Symbian's licensees shipped nearly four million high-end mobile phones running the company's operating system during the third quarter of this year, which ended on 30 September, the company said on Thursday -- nearly quadrupling last year's figures.
However, Symbian's turnover has declined from the second quarter of the year, due partly to the structure of its royalties, which decline with greater volumes of units shipped. These financial results are unaudited, as the firm is privately held by mobile phone companies and by UK computer maker Psion.
"Symbian has continued to make good progress in Q3 2003," said Symbian chief executive David Levin, in a statement. "At the end of Q3 2003, ten phones from four Symbian OS licensees were shipping worldwide."
The company's operating system, with backing from nearly all the major mobile phone makers, is poised to become one of the major platforms in next-generation smartphones along with competitors such as Microsoft, Linux and PalmSource. Smartphones, which combine handheld computer-like features with conventional mobile phones, as yet only make up a small portion of the huge worldwide mobile market, but shipments are already approaching those of conventional PDAs.
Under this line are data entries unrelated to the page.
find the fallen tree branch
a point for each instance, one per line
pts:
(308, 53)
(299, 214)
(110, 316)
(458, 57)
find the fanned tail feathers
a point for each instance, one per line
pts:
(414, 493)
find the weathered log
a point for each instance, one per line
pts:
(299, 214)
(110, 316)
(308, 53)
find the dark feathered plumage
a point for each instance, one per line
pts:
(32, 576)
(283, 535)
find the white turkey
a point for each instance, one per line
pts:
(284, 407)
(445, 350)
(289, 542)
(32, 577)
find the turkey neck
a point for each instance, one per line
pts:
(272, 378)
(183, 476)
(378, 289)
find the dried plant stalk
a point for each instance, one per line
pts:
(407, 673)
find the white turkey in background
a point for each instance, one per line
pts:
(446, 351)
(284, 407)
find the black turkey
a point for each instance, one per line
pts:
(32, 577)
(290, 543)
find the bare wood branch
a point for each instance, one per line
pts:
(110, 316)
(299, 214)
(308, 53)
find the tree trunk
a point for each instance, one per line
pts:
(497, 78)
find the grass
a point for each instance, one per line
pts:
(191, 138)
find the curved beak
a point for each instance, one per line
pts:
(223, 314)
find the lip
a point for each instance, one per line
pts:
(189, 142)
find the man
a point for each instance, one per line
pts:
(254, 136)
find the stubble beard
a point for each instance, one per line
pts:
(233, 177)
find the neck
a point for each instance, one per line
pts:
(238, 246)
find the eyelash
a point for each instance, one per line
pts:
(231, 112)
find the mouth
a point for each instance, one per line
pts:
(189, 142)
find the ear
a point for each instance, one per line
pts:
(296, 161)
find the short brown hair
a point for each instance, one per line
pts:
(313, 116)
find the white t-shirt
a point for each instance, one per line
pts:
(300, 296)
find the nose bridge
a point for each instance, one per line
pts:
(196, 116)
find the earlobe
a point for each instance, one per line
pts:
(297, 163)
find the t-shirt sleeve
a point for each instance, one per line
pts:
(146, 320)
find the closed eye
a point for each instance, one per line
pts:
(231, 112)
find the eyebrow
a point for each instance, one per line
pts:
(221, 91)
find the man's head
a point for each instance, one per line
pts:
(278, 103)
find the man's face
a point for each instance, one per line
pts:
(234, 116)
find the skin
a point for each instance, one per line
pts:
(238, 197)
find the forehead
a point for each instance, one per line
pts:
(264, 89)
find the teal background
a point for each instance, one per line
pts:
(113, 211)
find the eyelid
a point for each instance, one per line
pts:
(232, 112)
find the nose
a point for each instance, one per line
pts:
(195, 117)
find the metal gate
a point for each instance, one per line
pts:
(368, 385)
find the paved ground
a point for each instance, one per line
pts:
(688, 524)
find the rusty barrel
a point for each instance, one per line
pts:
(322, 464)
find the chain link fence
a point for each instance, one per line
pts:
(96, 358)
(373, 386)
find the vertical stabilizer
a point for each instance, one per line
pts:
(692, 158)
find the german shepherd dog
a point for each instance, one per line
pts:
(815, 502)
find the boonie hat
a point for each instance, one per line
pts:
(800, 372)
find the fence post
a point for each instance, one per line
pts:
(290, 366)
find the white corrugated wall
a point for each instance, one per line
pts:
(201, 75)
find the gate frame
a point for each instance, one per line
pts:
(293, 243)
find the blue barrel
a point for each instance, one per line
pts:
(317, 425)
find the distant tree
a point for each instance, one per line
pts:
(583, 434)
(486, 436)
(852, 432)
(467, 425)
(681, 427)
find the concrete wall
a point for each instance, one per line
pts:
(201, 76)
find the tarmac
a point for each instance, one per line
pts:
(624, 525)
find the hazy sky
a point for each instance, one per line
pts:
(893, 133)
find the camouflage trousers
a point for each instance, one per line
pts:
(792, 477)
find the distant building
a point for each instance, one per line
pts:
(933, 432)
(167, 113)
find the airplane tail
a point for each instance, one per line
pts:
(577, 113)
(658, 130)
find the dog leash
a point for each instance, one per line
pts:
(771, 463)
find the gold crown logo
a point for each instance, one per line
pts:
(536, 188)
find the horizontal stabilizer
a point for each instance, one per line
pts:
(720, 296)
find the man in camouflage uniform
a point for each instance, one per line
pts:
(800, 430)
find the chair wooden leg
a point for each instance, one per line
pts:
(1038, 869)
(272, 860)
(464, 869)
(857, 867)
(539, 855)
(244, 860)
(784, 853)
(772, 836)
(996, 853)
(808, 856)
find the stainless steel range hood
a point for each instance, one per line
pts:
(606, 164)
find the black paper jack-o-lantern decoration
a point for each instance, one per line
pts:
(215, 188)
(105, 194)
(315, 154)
The company's licensees, including Nokia, Sony Ericsson, Samsung, Motorola, Siemens and others, shipped 3.91 million Symbian OS handsets through September of this year, compared with 1.02 million units in the same period last year. The third quarter saw 1.23 million units shipped, the third consecutive quarter in which shipments have exceeded one million units, Symbian said.
The company saw a decline in its average royalty per handset, from $6.3 (£4) in the second quarter of 2003 to $5.7 in the third quarter, partly because licensees' royalties drop substantially after they ship two million units.
Symbian licensees have begun devoting more resources to Symbian devices over the past year. In Q3 there were 31 devices in development, compared with 16 the same quarter last year, Symbian said. Nine companies are actively developing Symbian products.
The company has powerful allies in its plan to dominate the smartphone industry, with most licensees taking a stake in the firm. However, critics have claimed that Nokia, the No. 1 handset maker, has gained too much control over the software company.
Earlier this month the UK's The Business weekly newspaper reported that Nokia is considering snapping up Psion, citing "an industry source with knowledge of Nokia's plans". The acquisition would give Nokia much greater control over Symbian than other stakeholders. Psion originally developed the Symbian OS for its handheld devices, under the name EPOC. Nokia has declined to comment on this rumour.